This week we’ve learned a lot about Devin Kelley, the man who gunned down 46 people, killing 26 of them, during church services last Sunday in Sutherland Springs, TX. We’ve learned he had been under a domestic violence restraining order, that he’d violently assaulted and battered his young son, that he’d received a year in military prison and a punitive discharge after a general court-martial, that he’d been involuntarily confined to a psychiatric facility from which he subsequently escaped, that he’d been arrested on animal cruelty charges, that he’d been making increasingly irrational threats to people he knew on Facebook. Most of those particulars would have resulted in the FBI’s instant background check system rejecting Kelley’s application to purchase a semi-automatic rifle. But none of those things made their way into the system.

Now retiring Senator Jeff Flake has come up with an amazing common sense idea that would have stopped Kelley in his tracks:

wut? Domestic violence loophole? I think my brain is bleeding.

What Flake is asserting, which is entirely bogus, is that because the UCMJ does not recognize “domestic violence” as a unique crime, but rather treats it as assault, that members of the Armed Forces are essentially exempt from the provisions of federal law. specifically 18 U.S. Code § 922, which has prohibited persons under a domestic violence restraining/protective order or who have a domestic violence conviction from purchasing a firearm since 1997.
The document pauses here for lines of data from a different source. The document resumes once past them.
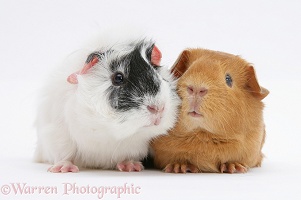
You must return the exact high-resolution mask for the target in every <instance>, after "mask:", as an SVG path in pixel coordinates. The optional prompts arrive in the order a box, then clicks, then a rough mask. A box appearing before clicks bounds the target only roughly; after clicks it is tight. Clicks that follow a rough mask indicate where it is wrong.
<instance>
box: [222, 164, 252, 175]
mask: <svg viewBox="0 0 301 200" xmlns="http://www.w3.org/2000/svg"><path fill="white" fill-rule="evenodd" d="M247 171H248V167H247V166H246V165H243V164H240V163H237V162H234V163H223V164H221V166H220V172H221V173H230V174H233V173H246V172H247Z"/></svg>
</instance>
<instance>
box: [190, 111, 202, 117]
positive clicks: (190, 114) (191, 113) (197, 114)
mask: <svg viewBox="0 0 301 200" xmlns="http://www.w3.org/2000/svg"><path fill="white" fill-rule="evenodd" d="M188 115H189V116H191V117H195V118H198V117H203V115H202V114H201V113H198V112H196V111H192V112H188Z"/></svg>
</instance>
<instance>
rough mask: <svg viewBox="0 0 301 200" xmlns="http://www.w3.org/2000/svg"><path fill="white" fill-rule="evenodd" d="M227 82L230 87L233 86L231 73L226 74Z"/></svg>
mask: <svg viewBox="0 0 301 200" xmlns="http://www.w3.org/2000/svg"><path fill="white" fill-rule="evenodd" d="M226 83H227V85H228V86H229V87H232V83H233V80H232V77H231V76H230V75H229V74H226Z"/></svg>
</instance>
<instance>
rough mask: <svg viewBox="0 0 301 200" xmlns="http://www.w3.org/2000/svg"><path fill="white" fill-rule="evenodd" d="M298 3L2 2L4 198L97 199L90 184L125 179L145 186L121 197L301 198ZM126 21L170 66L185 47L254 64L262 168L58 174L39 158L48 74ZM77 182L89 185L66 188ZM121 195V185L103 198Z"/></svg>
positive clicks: (161, 198) (1, 139) (36, 0)
mask: <svg viewBox="0 0 301 200" xmlns="http://www.w3.org/2000/svg"><path fill="white" fill-rule="evenodd" d="M300 10H301V2H300V1H297V0H296V1H293V0H287V1H284V0H283V1H259V0H253V1H238V0H237V1H232V0H231V1H218V0H216V1H210V0H203V1H197V0H195V1H193V0H185V1H177V2H175V1H162V0H161V1H160V0H152V1H142V0H140V1H139V0H137V1H134V0H129V1H116V0H98V1H97V0H94V1H91V0H82V1H72V0H70V1H67V0H60V1H59V0H57V1H54V0H52V1H51V0H49V1H46V0H45V1H39V0H36V1H34V0H29V1H14V0H0V69H1V72H0V94H1V97H0V163H1V164H0V189H1V190H0V198H1V199H13V198H15V199H42V198H45V197H47V198H49V199H98V196H97V194H91V193H93V191H91V190H90V194H88V192H89V190H88V189H86V191H84V190H85V188H86V187H87V186H90V187H94V188H101V187H102V186H110V187H112V188H114V187H119V186H120V187H121V186H123V187H124V184H127V185H126V187H128V190H129V189H131V188H134V189H136V190H137V191H138V192H137V191H136V192H133V191H134V190H133V191H128V194H122V195H121V199H154V198H155V197H160V199H163V198H165V199H183V198H186V199H206V200H207V199H221V198H223V199H242V198H244V199H272V198H273V199H300V198H301V191H300V179H301V173H300V167H301V145H300V140H301V137H300V134H301V123H300V113H301V106H300V104H301V103H300V102H301V95H300V92H301V90H300V87H301V81H300V78H299V76H300V73H301V66H300V65H301V64H300V63H301V62H300V58H301V57H300V55H301V54H300V52H301V51H300V47H301V14H300V13H301V12H300ZM118 26H124V27H128V28H130V27H132V26H135V27H139V29H141V30H143V31H144V32H145V33H146V35H148V36H150V37H153V38H154V39H155V40H156V41H157V46H159V47H160V50H161V51H162V53H163V60H162V64H164V65H165V66H171V65H172V63H173V62H174V60H175V59H176V58H177V56H178V54H179V53H180V52H181V51H182V50H183V49H184V48H187V47H202V48H208V49H213V50H219V51H226V52H229V53H232V54H237V55H241V56H242V57H243V58H245V59H246V60H248V61H249V62H251V63H253V64H254V66H255V69H256V71H257V76H258V79H259V82H260V84H261V85H262V86H264V87H266V88H268V89H269V90H270V95H269V96H268V97H267V98H266V99H265V100H264V102H265V104H266V109H265V121H266V127H267V140H266V144H265V146H264V149H263V151H264V153H265V154H266V158H265V160H264V162H263V166H262V167H261V168H257V169H251V170H250V171H249V172H248V173H247V174H232V175H228V174H185V175H182V174H178V175H176V174H164V173H162V172H160V171H149V170H146V171H144V172H141V173H122V172H115V171H101V170H84V171H81V172H80V173H78V174H71V173H69V174H51V173H47V172H46V169H47V167H48V165H47V164H37V163H33V162H32V161H31V159H32V154H33V151H34V147H35V141H36V135H35V134H36V133H35V129H34V127H33V122H34V116H35V106H36V102H35V101H36V95H37V91H38V89H39V87H40V86H41V84H42V83H43V80H44V79H45V77H47V76H48V75H49V73H50V72H51V71H52V70H53V69H54V68H55V66H56V65H57V63H59V62H60V61H61V60H62V59H64V58H65V57H66V56H68V55H69V54H70V53H72V52H73V51H75V50H77V49H78V48H80V45H81V44H82V43H83V42H84V41H86V40H87V39H89V38H90V37H91V36H92V35H93V34H94V33H95V32H98V31H105V30H107V29H109V28H111V27H118ZM19 183H20V184H21V183H22V184H23V183H25V184H26V185H25V186H32V187H52V188H56V189H57V190H56V191H52V193H50V194H46V192H45V191H44V192H43V191H42V192H37V191H36V190H35V192H32V193H31V194H24V193H23V194H20V192H19V193H18V191H15V190H14V189H16V188H15V187H17V186H18V184H19ZM7 184H8V187H7ZM68 184H69V185H68ZM70 184H75V186H78V188H79V189H81V190H82V191H81V192H78V193H76V191H69V192H66V191H65V190H64V189H66V188H64V187H65V186H66V187H67V186H70ZM20 186H22V185H20ZM6 187H7V188H6ZM70 187H71V186H70ZM25 188H26V187H25ZM6 193H7V194H6ZM16 193H18V194H16ZM94 193H95V191H94ZM5 194H6V195H5ZM99 197H100V196H99ZM117 197H118V196H117V195H116V194H114V191H113V192H112V194H111V193H109V192H108V193H107V194H105V196H104V199H110V198H111V199H117Z"/></svg>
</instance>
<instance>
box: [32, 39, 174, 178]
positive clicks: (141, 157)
mask: <svg viewBox="0 0 301 200" xmlns="http://www.w3.org/2000/svg"><path fill="white" fill-rule="evenodd" d="M104 40H105V39H104ZM100 41H102V40H100ZM98 45H99V47H98V48H97V49H92V50H90V51H89V53H87V54H85V56H82V55H79V56H74V55H73V57H74V59H75V60H72V59H73V58H71V61H70V62H69V61H68V62H69V66H61V67H60V68H59V69H58V71H57V72H56V73H55V74H54V75H53V77H52V78H51V80H50V81H49V83H48V84H47V85H46V86H45V87H44V88H43V94H42V95H41V102H40V105H39V107H38V114H37V121H36V124H37V135H38V141H37V148H36V152H35V160H36V161H37V162H45V163H50V164H52V166H51V167H50V168H49V169H48V171H50V172H78V171H79V167H84V168H99V169H118V170H120V171H141V170H143V165H142V164H141V162H140V160H142V159H143V158H144V157H145V156H147V153H148V149H149V141H150V139H151V138H153V137H155V136H158V135H160V134H166V133H167V130H168V129H171V128H172V127H173V125H174V123H175V121H176V117H177V107H178V105H179V102H180V101H179V98H178V96H177V93H176V83H175V79H174V78H173V77H172V75H171V73H170V71H169V70H168V69H167V68H165V67H162V66H160V61H161V56H162V55H161V52H160V50H159V49H158V48H157V46H155V44H154V42H153V41H152V40H148V39H137V38H136V39H133V40H124V41H118V42H116V41H112V43H111V45H108V42H107V41H106V45H105V46H102V44H101V43H99V44H98ZM71 57H72V56H71ZM83 57H85V58H83ZM69 60H70V58H69ZM71 65H72V66H71Z"/></svg>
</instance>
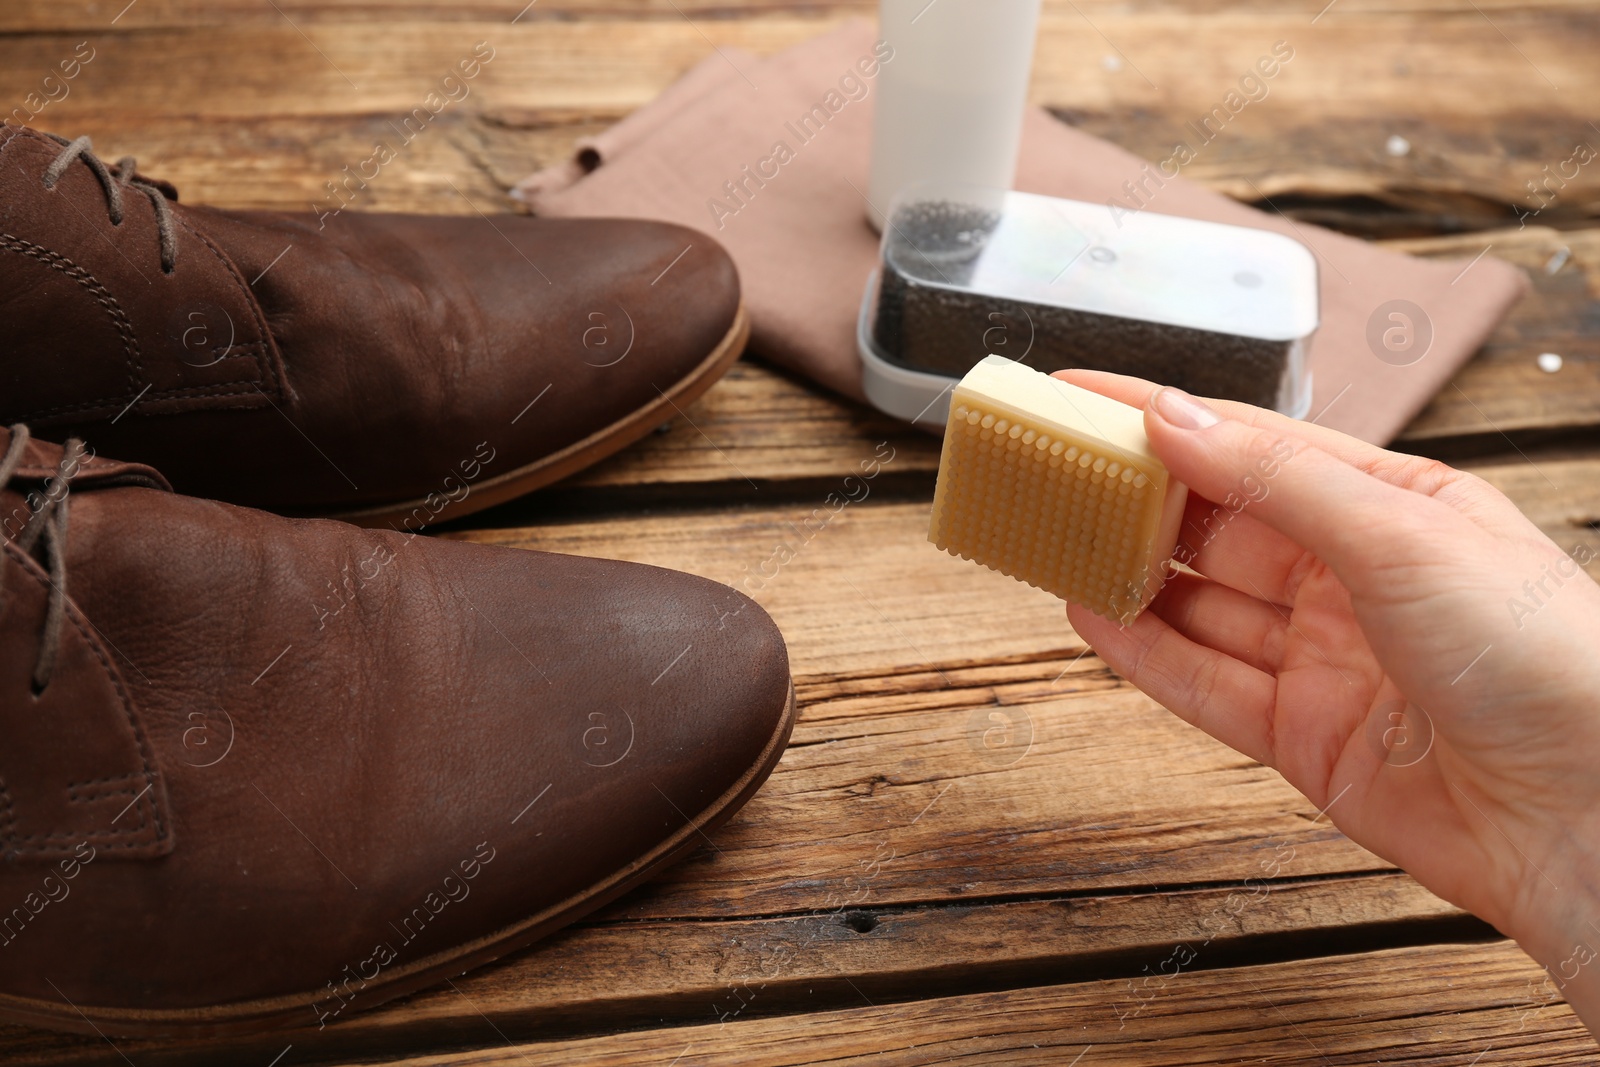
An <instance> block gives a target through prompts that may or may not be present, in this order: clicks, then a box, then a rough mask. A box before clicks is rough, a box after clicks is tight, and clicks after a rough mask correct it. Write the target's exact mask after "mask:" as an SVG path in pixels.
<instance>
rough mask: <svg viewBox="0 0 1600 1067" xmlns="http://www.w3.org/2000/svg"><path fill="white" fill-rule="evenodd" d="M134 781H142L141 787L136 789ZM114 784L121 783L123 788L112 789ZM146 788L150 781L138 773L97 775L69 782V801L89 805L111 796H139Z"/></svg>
mask: <svg viewBox="0 0 1600 1067" xmlns="http://www.w3.org/2000/svg"><path fill="white" fill-rule="evenodd" d="M134 782H141V787H138V789H136V787H134ZM112 785H120V787H122V789H110V787H112ZM144 789H149V782H147V781H146V779H144V777H141V776H138V774H118V776H117V777H96V779H91V781H86V782H67V801H70V803H75V805H88V803H94V801H96V800H106V798H109V797H138V795H139V793H141V792H142V790H144Z"/></svg>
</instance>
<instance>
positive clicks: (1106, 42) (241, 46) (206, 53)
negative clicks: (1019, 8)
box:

First things first. We know for a fact that Kelley would have been barred from firearms ownership if the law had been followed. His conviction by a general court-martial was a felony conviction and that should have been sufficient. He had been hit with a protective order by civil authorities. Again, that should have been sufficient. His involuntary confinement to a psychiatric facility might have sufficed. As in so many of these cases, at some point the system broke down and a guy breaks a smallish law–buying a firearm which he is not legally able to own–in order to break a very big law–murder, proving, yet again, that the one defining feature of criminals is that they commit crimes.

The reason that there are a very small number of military domestic violence reports is simple. For the military justice system to become involved in a domestic violence case there has to be a service connection. If a military person lives in civilian quarters and is married to a civilian, by and large, the military has limited primary jurisdiction. Domestic violence, both protective orders and prosecutions, are mostly handled by civilian authorities with the military merely reinforcing the reach of the civilian authorities If there is actual physical violence, the military will more often than not let the local civilian prosecutor handle the case. Courts-martial are slow and time-consuming. It is easier to wait on the civilian adjudication and then use that conviction to punish or separate the servicemember.

https://twitter.com/JesseKellyDC/status/928015101910757379

Flake is grandstanding. He’s inventing a problem where none exists and trying to make a legislative solution for the problem he imagines exists. He’s just taking one more swipe at the GOP as he heads for the exit.